Anisa Indraini - detikFinance
Senin, 20 Jun 2022 09:53 WIB
Pelantikan Satgas BLBI
Satgas BLBI/Foto: Herdi Alif Al Hikam
Jakarta -

Irjanto Ongko menggugat Satuan Tugas Penanganan Hak Tagih Negara Dana Bantuan Likuiditas Bank Indonesia (Satgas BLBI) ke Pengadilan Tata Usaha Negara (PTUN) Jakarta. Irjanto Ongko merupakan anak dari salah satu obligor Kaharudin Ongko.

Gugatan yang terdaftar pada 7 Juni 2022 itu dilayangkan Irjanto Ongko karena langkah Satgas BLBI yang telah melakukan penyitaan dan pemasangan plang terhadap dua aset tanah miliknya dianggap telah melanggar hukum.

"Menyatakan bahwa tindakan tergugat (Satgas BLBI) dalam melakukan penyitaan, pemasangan plang sita maupun pelaksanaan penilaian yang bersumber dari Master Refinancing and Note Issuance Agreement tanggal 8 Desember 1998 maupun Salinan Surat Perintah Penyitaan Nomor: SPS-3/PUPNC.10.05/2022 tanggal 15 Maret 2022 yang diterbitkan oleh Panitia Urusan Piutang Negara Cabang DKI Jakarta adalah perbuatan melanggar hukum oleh Badan dan/atau Pejabat Pemerintahan," demikian bunyi gugatan dikutip dari situs PTUN Jakarta, Senin (20/6/2022).

Aset yang disita pertama, sebidang tanah seluas 1.825 meter persegi di Jalan Karang Asem Utara Blok C/6 Kav. No. 15 dan 16, RT. 008, RW. 002, Kelurahan Kuningan Timur,, Setiabudi, Jakarta Selatan berstatus Sertifikat Hak Milik No. 00553, Surat Ukur Nomor 00176/Kuningan Timur/2018, 30 Juli 2018, NIB 09020206.00045 yang ia klaim sudah menjadi hak miliknya.

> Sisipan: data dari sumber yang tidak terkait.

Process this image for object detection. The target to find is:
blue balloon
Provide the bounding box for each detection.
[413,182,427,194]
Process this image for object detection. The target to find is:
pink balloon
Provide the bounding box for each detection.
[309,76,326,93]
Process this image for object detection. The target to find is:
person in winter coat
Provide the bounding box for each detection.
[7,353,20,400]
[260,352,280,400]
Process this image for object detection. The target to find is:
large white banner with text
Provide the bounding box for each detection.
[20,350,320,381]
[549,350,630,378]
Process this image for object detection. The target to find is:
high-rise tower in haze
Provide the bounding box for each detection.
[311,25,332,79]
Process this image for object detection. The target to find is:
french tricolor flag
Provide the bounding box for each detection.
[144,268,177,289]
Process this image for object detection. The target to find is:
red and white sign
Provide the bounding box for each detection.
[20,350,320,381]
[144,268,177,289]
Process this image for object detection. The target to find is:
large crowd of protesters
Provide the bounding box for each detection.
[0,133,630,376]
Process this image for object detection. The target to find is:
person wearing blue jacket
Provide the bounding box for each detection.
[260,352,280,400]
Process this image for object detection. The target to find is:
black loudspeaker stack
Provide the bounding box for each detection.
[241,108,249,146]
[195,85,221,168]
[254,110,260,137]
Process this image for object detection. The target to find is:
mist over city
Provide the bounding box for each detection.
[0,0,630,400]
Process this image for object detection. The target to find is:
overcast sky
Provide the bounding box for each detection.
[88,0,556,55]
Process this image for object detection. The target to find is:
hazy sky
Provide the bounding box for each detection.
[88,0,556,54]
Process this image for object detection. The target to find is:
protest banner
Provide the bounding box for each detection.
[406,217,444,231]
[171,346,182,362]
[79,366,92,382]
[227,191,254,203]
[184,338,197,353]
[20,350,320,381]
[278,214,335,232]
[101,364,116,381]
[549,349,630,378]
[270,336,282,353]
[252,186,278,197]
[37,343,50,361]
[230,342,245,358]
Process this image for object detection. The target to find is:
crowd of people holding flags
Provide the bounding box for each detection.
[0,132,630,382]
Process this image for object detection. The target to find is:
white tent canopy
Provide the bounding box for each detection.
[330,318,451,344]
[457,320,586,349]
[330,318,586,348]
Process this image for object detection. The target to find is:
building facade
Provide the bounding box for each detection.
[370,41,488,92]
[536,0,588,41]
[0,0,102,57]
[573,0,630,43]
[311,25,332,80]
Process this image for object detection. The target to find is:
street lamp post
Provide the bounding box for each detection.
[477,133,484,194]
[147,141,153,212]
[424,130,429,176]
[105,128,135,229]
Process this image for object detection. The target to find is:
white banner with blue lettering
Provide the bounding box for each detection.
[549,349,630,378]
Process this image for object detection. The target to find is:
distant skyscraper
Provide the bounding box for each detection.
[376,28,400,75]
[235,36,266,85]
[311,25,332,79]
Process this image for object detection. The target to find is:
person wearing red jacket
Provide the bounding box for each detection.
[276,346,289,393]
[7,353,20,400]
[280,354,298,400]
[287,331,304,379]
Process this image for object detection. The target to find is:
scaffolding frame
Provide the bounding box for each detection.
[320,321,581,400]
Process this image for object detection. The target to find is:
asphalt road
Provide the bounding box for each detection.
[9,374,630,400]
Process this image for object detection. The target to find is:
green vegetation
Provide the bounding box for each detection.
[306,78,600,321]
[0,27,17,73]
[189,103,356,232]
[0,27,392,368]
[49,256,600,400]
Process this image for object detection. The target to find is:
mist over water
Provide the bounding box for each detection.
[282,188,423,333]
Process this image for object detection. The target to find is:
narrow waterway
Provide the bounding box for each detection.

Kedua, sebidang tanah seluas 1.047 meter persegi di Jalan Mega Kuningan Timur Blok C.6 Kav. No. 14, RT. 008, RW. 002, Kelurahan Kuningan Timur, Setiabudi, Jakarta Selatan berstatus Sertifikat Hak Milik No. 00554, Surat Ukur Nomor 00177/Kuningan Timur/2018, tanggal 30 Juli 2018, NIB 09020206.00128 yang ia klaim sudah menjadi miliknya.

Satgas BLBI Diminta Cabut Plang

Untuk itu, Irjanto Ongko meminta pengadilan memerintahkan Satgas BLBI agar segera mencabut penyitaan, pemasangan plang sita maupun pelaksanaan penilaian terhadap dua aset itu. Pasalnya tindakan yang dilakukan dianggap tidak sah dan tidak berkekuatan hukum.

"(Juga) Menghukum tergugat (Satgas BLBI) untuk membayar ganti rugi materiil dengan nilai sebesar Rp 216,126 miliar dan ganti rugi imaterial dengan nilai sebesar Rp 1.000," pinta Irjanto Ongko.

Selain itu, Irjanto Ongko juga meminta pengadilan menetapkan dan memerintahkan Satgas BLBI agar membayar uang paksa (dwangsom) kepadanya sebesar Rp 1 miliar untuk setiap hari keterlambatan pelaksanaan putusan, sejak putusan diucapkan.

"Menghukum tergugat (Satgas BLBI) untuk membayar biaya perkara yang timbul dalam sengketa perkara," tutupnya.

Menanggapi itu, Direktur Hukum dan Humas DJKN, Tri Wahyuningsih Retno Mulyani mengaku akan mengecek terlebih dahulu ke Satgas BLBI. detikcom juga telah menghubungi Ketua Satgas BLBI Rionald Silaban, namun hingga berita ini diturunkan yang bersangkutan belum memberikan respons.

"Saya lagi minta untuk (cek) ke Satgas BLBI. Harus dicek dulu ya," kata Ani.